Who is that wants a stoner punch?
Se la vostra risposta alla domanda iniziale è “Sì” potete affrontare questa folle corsa su una highway sonora chiamata stoner rock accompagnati dalla granitica opera prima dei Gandhi’s Gunn: Thirtyeahs.
Il gruppo genovese confeziona un album di otto tracce rigorosamente legate alla tradizione del rock pesante di Black Sabbath, Fu Manchu, Kyuss e Sleep (per citare i più noti). Si può quindi immaginare cosa ci aspetta, ma in campo stoner le sorprese non mancano mai e i Gandhi’s Gunn sono una di queste. La band riesce a spaziare e sperimentare le mille sfaccettature dello stoner regalandoci una vera perla del genere.
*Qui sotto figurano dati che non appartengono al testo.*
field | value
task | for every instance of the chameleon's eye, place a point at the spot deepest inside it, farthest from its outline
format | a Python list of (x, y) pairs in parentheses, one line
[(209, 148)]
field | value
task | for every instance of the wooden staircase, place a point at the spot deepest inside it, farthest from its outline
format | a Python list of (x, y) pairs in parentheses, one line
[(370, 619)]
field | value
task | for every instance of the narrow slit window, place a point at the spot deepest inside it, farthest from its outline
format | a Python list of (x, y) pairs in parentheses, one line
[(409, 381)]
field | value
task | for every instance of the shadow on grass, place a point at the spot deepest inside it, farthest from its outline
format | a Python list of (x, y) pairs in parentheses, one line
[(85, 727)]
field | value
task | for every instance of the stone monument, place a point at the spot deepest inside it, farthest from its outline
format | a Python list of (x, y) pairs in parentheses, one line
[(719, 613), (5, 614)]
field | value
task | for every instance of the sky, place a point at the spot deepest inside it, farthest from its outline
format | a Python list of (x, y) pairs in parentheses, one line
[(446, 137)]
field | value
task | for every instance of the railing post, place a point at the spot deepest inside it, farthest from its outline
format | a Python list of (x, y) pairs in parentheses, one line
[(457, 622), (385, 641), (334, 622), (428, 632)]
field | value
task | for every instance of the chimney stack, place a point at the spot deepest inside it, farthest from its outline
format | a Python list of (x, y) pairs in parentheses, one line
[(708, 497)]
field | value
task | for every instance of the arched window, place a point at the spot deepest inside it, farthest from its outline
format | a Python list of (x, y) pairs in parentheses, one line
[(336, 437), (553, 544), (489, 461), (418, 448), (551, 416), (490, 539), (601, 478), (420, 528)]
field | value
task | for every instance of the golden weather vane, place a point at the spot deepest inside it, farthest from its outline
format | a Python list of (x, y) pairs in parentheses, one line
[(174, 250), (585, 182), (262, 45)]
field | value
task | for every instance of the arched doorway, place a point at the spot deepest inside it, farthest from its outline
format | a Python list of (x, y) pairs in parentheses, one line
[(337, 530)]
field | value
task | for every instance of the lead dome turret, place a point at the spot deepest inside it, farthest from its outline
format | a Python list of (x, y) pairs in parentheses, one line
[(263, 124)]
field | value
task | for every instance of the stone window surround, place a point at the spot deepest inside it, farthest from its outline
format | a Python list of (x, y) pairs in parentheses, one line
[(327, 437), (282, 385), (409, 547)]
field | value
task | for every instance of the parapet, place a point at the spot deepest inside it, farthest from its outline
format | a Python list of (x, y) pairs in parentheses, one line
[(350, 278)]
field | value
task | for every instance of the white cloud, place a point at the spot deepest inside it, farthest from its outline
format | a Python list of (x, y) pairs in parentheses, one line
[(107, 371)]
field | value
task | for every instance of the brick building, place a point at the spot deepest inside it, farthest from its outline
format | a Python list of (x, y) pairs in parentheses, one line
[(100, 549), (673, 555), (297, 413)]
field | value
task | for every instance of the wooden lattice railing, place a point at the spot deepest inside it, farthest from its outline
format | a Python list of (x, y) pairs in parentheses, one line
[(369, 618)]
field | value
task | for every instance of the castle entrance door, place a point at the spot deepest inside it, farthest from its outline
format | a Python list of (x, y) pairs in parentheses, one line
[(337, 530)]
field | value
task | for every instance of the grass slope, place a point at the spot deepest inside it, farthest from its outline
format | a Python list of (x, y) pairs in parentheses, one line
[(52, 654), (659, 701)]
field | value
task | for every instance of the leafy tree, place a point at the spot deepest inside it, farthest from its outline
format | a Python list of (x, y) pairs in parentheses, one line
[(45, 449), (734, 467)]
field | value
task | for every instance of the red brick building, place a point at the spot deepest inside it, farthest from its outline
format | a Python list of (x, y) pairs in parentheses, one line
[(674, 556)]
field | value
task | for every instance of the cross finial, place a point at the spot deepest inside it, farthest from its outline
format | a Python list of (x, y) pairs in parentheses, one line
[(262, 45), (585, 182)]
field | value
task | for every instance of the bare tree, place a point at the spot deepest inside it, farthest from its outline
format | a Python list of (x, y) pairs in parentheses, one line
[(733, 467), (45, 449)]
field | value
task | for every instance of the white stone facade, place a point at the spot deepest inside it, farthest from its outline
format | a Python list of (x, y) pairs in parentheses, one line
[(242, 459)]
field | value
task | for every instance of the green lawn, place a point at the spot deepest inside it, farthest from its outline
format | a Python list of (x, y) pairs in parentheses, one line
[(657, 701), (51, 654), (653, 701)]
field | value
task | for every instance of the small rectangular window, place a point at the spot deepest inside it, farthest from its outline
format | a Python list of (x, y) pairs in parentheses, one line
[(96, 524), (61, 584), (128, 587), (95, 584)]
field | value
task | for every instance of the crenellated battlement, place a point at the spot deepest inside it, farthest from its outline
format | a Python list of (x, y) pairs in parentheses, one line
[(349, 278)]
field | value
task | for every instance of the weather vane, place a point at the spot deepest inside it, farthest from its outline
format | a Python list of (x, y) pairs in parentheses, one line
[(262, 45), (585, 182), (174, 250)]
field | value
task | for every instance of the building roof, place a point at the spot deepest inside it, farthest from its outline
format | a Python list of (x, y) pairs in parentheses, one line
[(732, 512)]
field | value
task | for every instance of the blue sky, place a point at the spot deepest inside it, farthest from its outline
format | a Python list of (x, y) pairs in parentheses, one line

L’album si apre con la carica rock’n’roll di “Overhanging Rock” ottimo pezzo di presentazione, che strizza l’occhio a Queens Of the Stone Age e Unsane. La successiva “Going Slow” è ipnotica e potente come un pezzo degli Sleep. “Man of Wisdom” è psichedelica e meravigliosamente accessibile, grazie a delle linee vocali semplicemente perfette (importante sottolineare la profondità della bellissima voce di Hobo in tutti i pezzi del disco). “23 Bodies” colpisce per l’impatto immediato e il piglio leggermente punk che avvicina per un momento il gruppo alla tradizione pre-grunge di Mudhoney e Soundgarden, ma è una delle tracce meno riuscite dell’album. “Club Silencio” ci fa apprezzare la voce di Hobo anche in versione melodica e pacata ed inoltre delizia l’ascoltatore con dinamiche studiate alla perfezione per darci l’idea di ricevere uno travo d’acciaio sullo stomaco . “Lee Van Cleef” crea una buona atmosfera desertica, ci si immagina serpenti a sonagli e cactus, ma lascia indifferenti rispetto a quello che sta per venire all’orecchio dell’ignaro ascoltatore, il manifesto e capolavoro del gruppo: “A Night So Long”, sette minuti, quasi completamente strumentali, dove sono rintracciabili psichedelia, acid rock, doom. La canzone è ciò che meglio sintetizza in veste personale ed emozionale la tradizione dell’universo stoner rock: siamo di fronte ad un pezzo inebriante e sventrante. In sette minuti si coglie la grandezza dei genovesi: la capacità di rileggere un genere ormai spremuto con un citazionismo colto, ma mai spocchioso o banale, unito a una personalità spiccata, che colpisce emozionalmente l’ascoltatore. La conclusiva “End Titles” è un piacevole saluto elettro-acustico strumentale con qualche pizzico di sperimentazione psichedelica.
Per concludere, i Gandhi’s Gunn ci regalano un’opera completa, personale e mai scontata, bella da ascoltare e riascoltare, interessante per gli amanti del genere e godibile anche per i nuovi adepti a quel granitico universo chiamato stoner.